The integration of the square root of 1+sin2x is given by

∫√(1+sin2x) dx = cosx-sinx+C

where C is an integration constant. In this post, we will learn how to integrate square root of 1+sin2x.

## Integral of Square Root of 1+sin2x

**Question:** Find the integral of 1+sin2x, that is, find

∫√(1+sin2x) dx.

**Answer:**

We will use the following two trigonometric formulas:

- sin
^{2}x+cos^{2}x = 1 - sin2x= 2sinxcosx

By the above two formulas, we have that

1+sin2x = sin^{2}x+cos^{2}x+2sinxcosx = (sinx+cosx)^{2}

Taking square root of both sides, we obtain that

√(1+sin2x) = sinx+cosx

Integrating both sides, we get that

∫√(1+sin2x) dx = ∫(sinx+cosx) dx + C, C is an integral constant.

= ∫sinx dx + ∫cosx dx + C

= -cosx+sinx+C.

So the integration of square root of 1+sin2x is equal to -cosx+sinx+C where C is an integration constant.

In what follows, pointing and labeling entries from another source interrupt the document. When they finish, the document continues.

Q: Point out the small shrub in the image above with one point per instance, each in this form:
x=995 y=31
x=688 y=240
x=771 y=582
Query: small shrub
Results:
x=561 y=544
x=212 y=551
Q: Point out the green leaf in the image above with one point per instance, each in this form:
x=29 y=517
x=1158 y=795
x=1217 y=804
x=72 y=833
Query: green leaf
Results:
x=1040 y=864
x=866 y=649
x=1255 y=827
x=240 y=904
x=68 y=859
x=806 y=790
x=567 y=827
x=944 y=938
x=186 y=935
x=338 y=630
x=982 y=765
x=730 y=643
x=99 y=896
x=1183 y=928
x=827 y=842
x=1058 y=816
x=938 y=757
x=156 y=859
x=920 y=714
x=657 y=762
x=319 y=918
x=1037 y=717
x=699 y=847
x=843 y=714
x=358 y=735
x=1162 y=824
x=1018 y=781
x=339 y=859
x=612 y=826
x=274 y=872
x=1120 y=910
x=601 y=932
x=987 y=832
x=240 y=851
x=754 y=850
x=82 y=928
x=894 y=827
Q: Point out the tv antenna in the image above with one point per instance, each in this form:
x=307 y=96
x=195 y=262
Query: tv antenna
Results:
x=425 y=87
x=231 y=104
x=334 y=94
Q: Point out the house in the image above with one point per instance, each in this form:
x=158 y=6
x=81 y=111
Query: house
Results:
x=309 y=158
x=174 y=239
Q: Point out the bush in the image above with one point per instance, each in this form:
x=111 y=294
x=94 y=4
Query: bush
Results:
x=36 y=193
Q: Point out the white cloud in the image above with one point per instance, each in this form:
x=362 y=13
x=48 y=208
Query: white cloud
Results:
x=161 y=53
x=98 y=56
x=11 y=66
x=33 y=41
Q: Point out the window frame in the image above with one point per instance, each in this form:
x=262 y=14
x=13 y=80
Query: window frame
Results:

## Integration of root 1+sin2x from 0 to pi/2

**Question:** Find the integral of root 1+sin2x from 0 to π/2.

*Answer:*

From above, we have ∫√(1+sin2x) dx = cosx-sinx+C. Thus, the definite integral of root 1+sin2x from 0 to π/2 will be equal to

$\int_0^{\pi/2} \sqrt{1+\sin 2x} dx$

= $[\cos x -\sin x]_0^{\pi/2}$

= (cos π/2 – sin π/2) – (cos0 – sin0)

= (0-1) – (1-0)

= -1-1

= -2

So the integration of root 1+sin2x from 0 to pi/2 is equal to -2.

**ALSO READ:**

**Integration of log(sinx) from 0 to pi/2**

**Integration of root(x)+1/root(x)**

## FAQs

**Q1: What is the integration of root 1+sin2x?**

**Answer: **The integration of root 1+sin2x is given as follows: ∫√(1+sin2x) dx = cosx-sinx+C, where C is an integral constant.